Es gibt ein jährliches Treffen aller etwa 700 Mitglieder. Die Mitglieder sind weltweit verstreut. Es ist also kein Face-to-Face-Meeting, sondern ein IRC (Internet Relay Chat) geführtes Meeting mit einem digitalen Abstimmungs-Tool dahinter. Bei diesen Treffen schlagen existierende Mitglieder neue vor und es wird dann per Abstimmung über die Aufnahme entschieden.

Spannend. Keine Videokonferenz, sondern ein Chat mit 700 Menschen?
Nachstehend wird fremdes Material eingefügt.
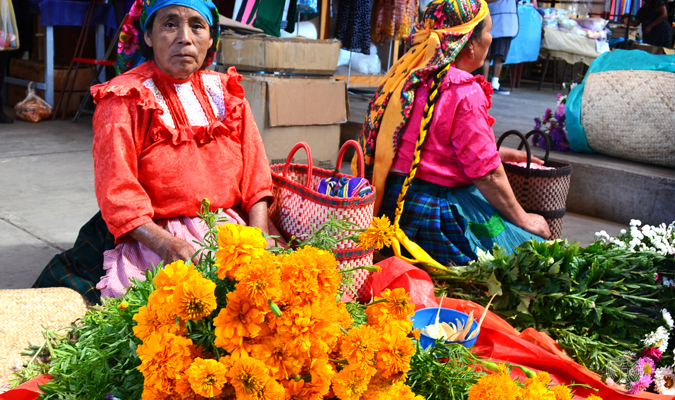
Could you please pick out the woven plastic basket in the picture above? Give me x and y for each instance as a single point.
(298, 209)
(631, 115)
(540, 191)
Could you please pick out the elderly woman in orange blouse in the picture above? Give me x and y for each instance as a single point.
(167, 134)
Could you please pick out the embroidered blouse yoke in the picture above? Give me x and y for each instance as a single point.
(161, 145)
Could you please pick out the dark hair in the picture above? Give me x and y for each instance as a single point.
(147, 52)
(477, 33)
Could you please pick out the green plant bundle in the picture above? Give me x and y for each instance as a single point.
(598, 302)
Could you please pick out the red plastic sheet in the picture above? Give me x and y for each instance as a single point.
(499, 340)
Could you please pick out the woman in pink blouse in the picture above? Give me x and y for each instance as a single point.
(460, 199)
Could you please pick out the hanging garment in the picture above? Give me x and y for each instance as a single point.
(353, 25)
(393, 19)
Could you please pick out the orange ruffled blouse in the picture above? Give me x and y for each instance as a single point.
(161, 145)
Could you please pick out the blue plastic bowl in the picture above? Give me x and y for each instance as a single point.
(427, 316)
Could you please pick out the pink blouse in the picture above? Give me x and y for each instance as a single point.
(460, 145)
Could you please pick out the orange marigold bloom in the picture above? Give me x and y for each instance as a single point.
(169, 277)
(164, 359)
(360, 346)
(249, 376)
(237, 245)
(157, 318)
(260, 281)
(194, 298)
(393, 358)
(207, 377)
(378, 235)
(562, 392)
(352, 382)
(497, 386)
(237, 320)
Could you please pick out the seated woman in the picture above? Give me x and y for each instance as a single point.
(167, 134)
(459, 198)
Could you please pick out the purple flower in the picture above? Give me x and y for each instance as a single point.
(641, 385)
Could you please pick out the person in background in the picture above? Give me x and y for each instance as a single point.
(656, 30)
(504, 15)
(459, 200)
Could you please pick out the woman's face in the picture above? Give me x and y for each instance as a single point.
(180, 38)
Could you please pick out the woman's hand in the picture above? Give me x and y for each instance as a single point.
(513, 155)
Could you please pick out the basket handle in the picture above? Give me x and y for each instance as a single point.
(310, 166)
(359, 152)
(546, 137)
(523, 141)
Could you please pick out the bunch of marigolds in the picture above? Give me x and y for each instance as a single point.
(281, 334)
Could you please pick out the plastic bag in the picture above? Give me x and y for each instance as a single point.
(9, 31)
(33, 108)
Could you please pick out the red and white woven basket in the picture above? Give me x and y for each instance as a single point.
(298, 210)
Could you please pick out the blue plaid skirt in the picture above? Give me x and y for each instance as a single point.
(450, 223)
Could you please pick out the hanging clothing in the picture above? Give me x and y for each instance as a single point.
(393, 19)
(352, 27)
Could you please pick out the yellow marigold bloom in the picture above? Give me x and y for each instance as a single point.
(164, 360)
(360, 346)
(237, 320)
(393, 357)
(207, 377)
(260, 281)
(378, 235)
(249, 376)
(237, 245)
(352, 382)
(497, 386)
(194, 298)
(169, 277)
(536, 391)
(157, 318)
(562, 392)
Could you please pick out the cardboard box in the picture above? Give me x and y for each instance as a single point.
(267, 53)
(288, 111)
(16, 94)
(35, 71)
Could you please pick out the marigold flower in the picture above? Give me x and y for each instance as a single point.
(237, 245)
(497, 386)
(164, 359)
(360, 346)
(562, 392)
(207, 377)
(194, 298)
(169, 277)
(260, 281)
(352, 382)
(249, 376)
(378, 235)
(393, 358)
(157, 318)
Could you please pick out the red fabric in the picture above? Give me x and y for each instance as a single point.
(28, 390)
(500, 341)
(145, 169)
(460, 145)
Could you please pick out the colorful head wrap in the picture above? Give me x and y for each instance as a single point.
(128, 49)
(435, 43)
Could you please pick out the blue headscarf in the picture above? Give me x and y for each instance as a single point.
(128, 49)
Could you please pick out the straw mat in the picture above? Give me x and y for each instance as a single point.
(631, 115)
(25, 313)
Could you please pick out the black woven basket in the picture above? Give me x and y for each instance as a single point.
(540, 191)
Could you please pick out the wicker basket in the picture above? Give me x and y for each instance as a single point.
(631, 115)
(540, 191)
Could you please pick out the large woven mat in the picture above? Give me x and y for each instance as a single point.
(25, 313)
(631, 115)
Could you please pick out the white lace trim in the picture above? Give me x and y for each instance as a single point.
(193, 109)
(166, 117)
(214, 89)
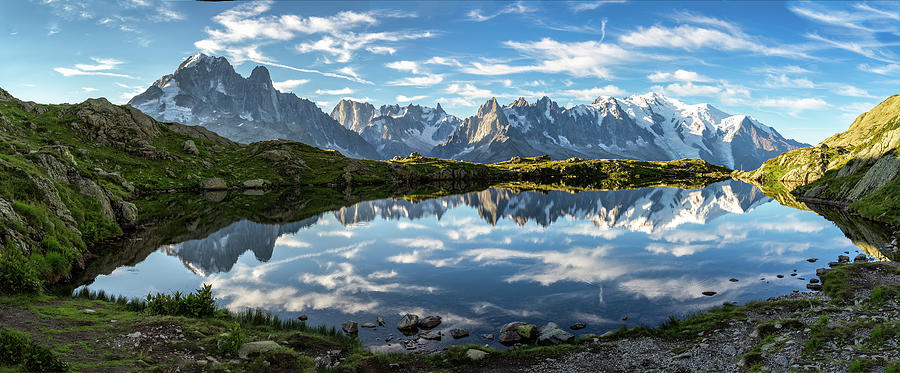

Ja, denn technisch wäre eine Videokonferenz mit 700 Teilnehmern unmöglich. Selbst das Aufsetzen des IRC mit so vielen Teilnehmern ist eine technische Herausforderung. Das Meeting läuft über drei Tage. Am ersten Tag ab 19:30 Uhr mitteleuropäischer Zeit wählen sich die Mitglieder ein. Es werden ein Drittel aller Mitglieder gebraucht, um die Versammlung zu starten. Das ist der Kick-off für die Wahl-Tage. Dann haben die Mitglieder drei Tage lang Zeit, asynchron über ein Webinterface abzustimmen.

Worüber wird abgestimmt?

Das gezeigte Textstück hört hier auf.